One secret of their success was the adoption by Philip of the “phalanx”, a squad of heavily-armed soldiers carrying strong pikes of different lengths and constituting, in effect, a sort of human tank. At the same time, the Macedonians perfected the employment of lightly armed troops and cavalry, who could easily outmaneuver military formations of the time. Once all Greece had been brought under Macedonian control, Alexander, universally considered one of greatest military geniuses of all time, then set out upon his extraordinary conquest of the known world. First he took Asia Minor, then the mighty Persian Empire of Darius. Pressing ever eastward, he next subdued Babylon and continued to the Punjab in India before his homesick troops finally compelled him, much against his will, to turn back. He himself died at the age of 33 without ever seeing his native country again. The generals whom he had left in charge of various provinces seized control for themselves and began to quarrel with each other. After 175 unsettled years, in 146 BC Macedonia became a Roman province.
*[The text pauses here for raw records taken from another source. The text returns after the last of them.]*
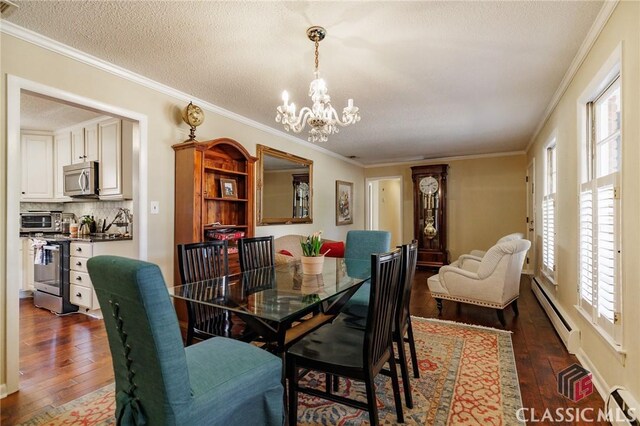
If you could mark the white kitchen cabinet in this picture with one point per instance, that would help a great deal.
(62, 157)
(115, 142)
(84, 146)
(37, 167)
(27, 259)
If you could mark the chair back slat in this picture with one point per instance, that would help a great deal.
(409, 261)
(385, 277)
(199, 262)
(256, 252)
Centuries later, Byzantium tried to check the Slav’s infiltration from the north, but was unable to prevent their settling there, and in the tenth century the newcomers formed themselves into an independent state under Car Samuel (Tsar Samuel). After several victories over the Byzantines, he added other Slav provinces to his kingdom, whose central portion was what is now Bulgaria. But Byzantium, once fully mobilized, was too powerful for him.
In a terrible battle in 1014, the Byzantine Emperor, Basil II, took 14,000 prisoners blinded them and sent them back to Samuel. Stunned by the horror of this monstrous act, Samuel died soon after, and for a time Byzantine power was assured.
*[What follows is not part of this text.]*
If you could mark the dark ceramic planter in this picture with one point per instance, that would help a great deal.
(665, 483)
With the expansion of the Serb state under the brilliant Nemanja dynasty, King Dusan occupied Macedonia in the 14th century, but this unification of the two Slav countries was not fully achieved before the Turks made themselves masters of both, staying there for 500 years. It was a period punctuated by rebellion and especially the activities of ‘hajduk’, who formed themselves into bands of outlaws of freedom fighters. But for most of the population it was a period of hardship and hopelessness in which the flame of Macedonian culture was kept flickering only in the monastic centers.
Following the growth of nationalistic sentiment in Serbia early in the 19th century, Macedonia began to hope that her long subjection was nearly ended, but her case aroused little support abroad. Her attempts at a national uprising, such as that of Krusevo, organized by the Macedonian revolutionary movement known as “VMRO”, were mercilessly suppressed. In 1909 there was a state of open warfare for three months, but the insurgents, poorly armed and led, were beaten.
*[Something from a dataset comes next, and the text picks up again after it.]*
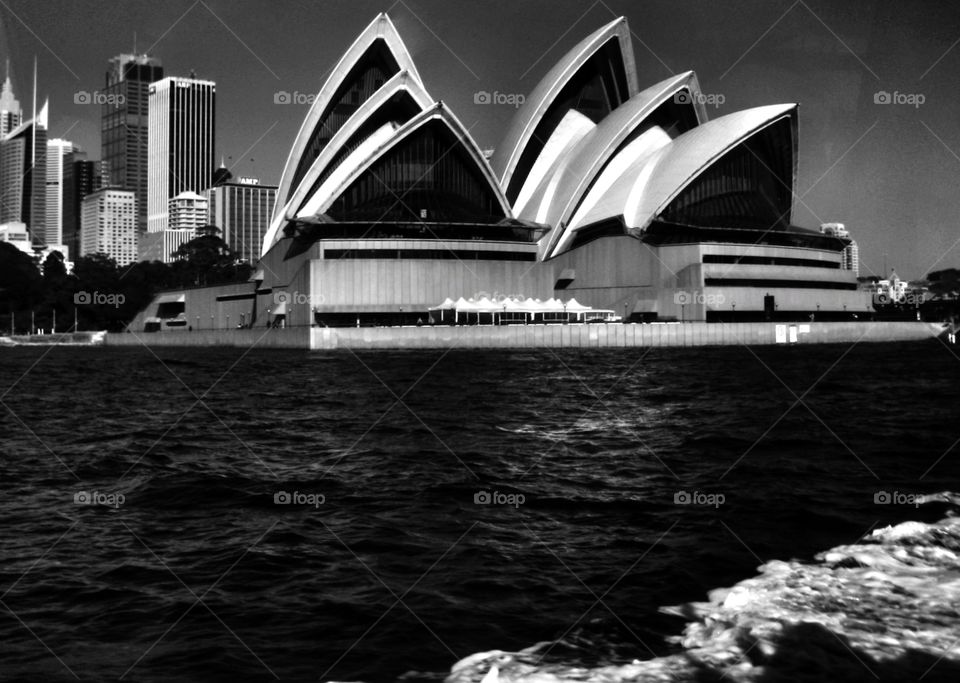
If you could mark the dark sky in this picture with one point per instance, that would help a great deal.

The first Balkan War (1912) liberated Macedonia from the Turks, but the Greeks, Bulgarians and Serbs immediately embarked upon the second Balkan War of 1913. In World War I this unhappy backward province was a theater of operations. The Treaty of Neuilly in 1919 again divided it, the new Yugoslavia being awarded the lion’s share, Greece keeping Thessaloniki and its environs, and Bulgaria a small strip in the northeast. In 1941 the Germans presented most of Macedonia to Bulgaria, but the 1919 frontiers were restored in 1945. While the province was probably better-off in the period between the two world wars than she had been under the Turks, the kingdom of Yugoslavia was particularly active in its efforts to bring the region up to date and repair the damage of its long neglect.
However, after World War II, schools were opened for the first time. In them instruction is given in the Macedonia language, which is in many ways different from Serbo-Croat. Macedonia is still in some respect more backward than the northern region of Yugoslavia, but industrialization is going ahead fast, agriculture has been drastically reorganized, and excellent new roads have been built. There remains much to do, but it is significant now that the people are at last free of foreign rule, and painters, musicians and writers are very actively asserting the country’s highly individual artistic outlook.